A hybrid unsupervised machine learning model with spectral clustering and semi-supervised support vector machine for credit risk assessment

PLoS One. 2025 Jan 10;20(1):e0316557. doi: 10.1371/journal.pone.0316557. eCollection 2025.

Abstract

In credit risk assessment, unsupervised classification techniques can be introduced to reduce human resource expenses and expedite decision-making. Despite the efficacy of unsupervised learning methods in handling unlabeled datasets, their performance remains limited owing to challenges such as imbalanced data, local optima, and parameter adjustment complexities. Thus, this paper introduces a novel hybrid unsupervised classification method, named the two-stage hybrid system with spectral clustering and semi-supervised support vector machine (TSC-SVM), which effectively addresses the unsupervised imbalance problem in credit risk assessment by targeting global optimal solutions. Furthermore, a multi-view combined unsupervised method is designed to thoroughly mine data and enhance the robustness of label predictions. This method mitigates discrepancies in prediction outcomes from three distinct perspectives. The effectiveness, efficiency, and robustness of the proposed TSC-SVM model are demonstrated through various real-world applications.
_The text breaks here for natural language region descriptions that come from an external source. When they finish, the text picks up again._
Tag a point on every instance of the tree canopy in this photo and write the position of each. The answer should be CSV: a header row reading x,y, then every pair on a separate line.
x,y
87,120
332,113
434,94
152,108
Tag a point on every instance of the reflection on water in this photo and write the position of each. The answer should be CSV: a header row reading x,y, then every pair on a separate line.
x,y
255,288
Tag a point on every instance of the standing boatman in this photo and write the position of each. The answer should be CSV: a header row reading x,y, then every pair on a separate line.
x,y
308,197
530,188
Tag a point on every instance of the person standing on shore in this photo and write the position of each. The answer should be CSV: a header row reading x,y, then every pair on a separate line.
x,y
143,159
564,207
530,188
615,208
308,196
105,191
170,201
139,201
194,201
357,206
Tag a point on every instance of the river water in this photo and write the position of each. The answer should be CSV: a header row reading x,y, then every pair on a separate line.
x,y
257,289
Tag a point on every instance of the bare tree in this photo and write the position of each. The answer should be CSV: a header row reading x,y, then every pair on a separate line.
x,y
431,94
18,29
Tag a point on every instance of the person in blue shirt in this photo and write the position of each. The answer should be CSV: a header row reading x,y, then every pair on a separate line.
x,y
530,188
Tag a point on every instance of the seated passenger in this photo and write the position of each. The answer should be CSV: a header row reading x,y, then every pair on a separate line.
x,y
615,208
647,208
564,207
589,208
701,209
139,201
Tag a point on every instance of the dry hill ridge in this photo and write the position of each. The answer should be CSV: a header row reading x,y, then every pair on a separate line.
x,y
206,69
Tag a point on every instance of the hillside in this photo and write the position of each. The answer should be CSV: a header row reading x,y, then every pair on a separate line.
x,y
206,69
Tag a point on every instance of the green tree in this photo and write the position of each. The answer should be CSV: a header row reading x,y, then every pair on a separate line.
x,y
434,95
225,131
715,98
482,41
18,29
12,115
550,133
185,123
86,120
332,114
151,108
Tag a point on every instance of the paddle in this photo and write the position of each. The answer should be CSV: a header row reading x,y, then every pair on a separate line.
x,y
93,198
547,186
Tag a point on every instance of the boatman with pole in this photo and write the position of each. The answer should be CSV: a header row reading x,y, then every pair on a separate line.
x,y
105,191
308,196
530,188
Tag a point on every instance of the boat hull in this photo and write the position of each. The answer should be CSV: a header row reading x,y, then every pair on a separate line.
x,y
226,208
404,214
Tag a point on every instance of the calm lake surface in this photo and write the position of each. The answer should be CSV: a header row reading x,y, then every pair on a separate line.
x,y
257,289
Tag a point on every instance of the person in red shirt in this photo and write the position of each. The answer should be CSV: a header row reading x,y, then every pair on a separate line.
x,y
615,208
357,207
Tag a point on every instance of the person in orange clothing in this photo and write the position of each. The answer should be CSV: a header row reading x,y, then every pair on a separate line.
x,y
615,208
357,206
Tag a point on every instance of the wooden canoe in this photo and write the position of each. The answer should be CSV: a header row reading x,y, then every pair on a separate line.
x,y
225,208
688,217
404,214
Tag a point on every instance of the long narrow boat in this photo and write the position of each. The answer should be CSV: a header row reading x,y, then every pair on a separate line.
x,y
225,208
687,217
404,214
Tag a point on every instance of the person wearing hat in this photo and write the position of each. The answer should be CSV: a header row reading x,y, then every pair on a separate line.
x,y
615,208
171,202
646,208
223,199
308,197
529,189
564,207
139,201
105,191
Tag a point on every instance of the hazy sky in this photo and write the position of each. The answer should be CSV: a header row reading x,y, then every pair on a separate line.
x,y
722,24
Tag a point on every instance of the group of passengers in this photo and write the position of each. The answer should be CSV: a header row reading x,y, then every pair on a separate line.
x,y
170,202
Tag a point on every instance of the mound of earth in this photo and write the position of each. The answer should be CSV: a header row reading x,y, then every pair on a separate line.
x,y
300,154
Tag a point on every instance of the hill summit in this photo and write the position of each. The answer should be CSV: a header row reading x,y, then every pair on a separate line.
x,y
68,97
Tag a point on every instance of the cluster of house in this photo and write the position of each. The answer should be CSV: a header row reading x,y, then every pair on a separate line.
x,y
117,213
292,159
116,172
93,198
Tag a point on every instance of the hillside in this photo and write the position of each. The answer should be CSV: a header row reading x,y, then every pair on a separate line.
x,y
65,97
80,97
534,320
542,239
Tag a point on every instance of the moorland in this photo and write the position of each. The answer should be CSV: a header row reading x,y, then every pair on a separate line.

The proposed algorithm is anticipated to expand the customer base for financial institutions while reducing economic losses.

MeSH terms

  • Algorithms*
  • Cluster Analysis
  • Humans
  • Risk Assessment / methods
  • Supervised Machine Learning
  • Support Vector Machine*
  • Unsupervised Machine Learning*

Grants and funding

This research was partially supported by a research grant (Grant ID: 72061127002 from the National Natural Science Foundation of China) and the Shenzhen Key Research Base Grant in Arts & Social Sciences (ID: 3678123) for the author Wei Huang. The funders had no role in the study design, data collection and analysis, decision to publish, or preparation of the manuscript. No additional external funding was received for this study.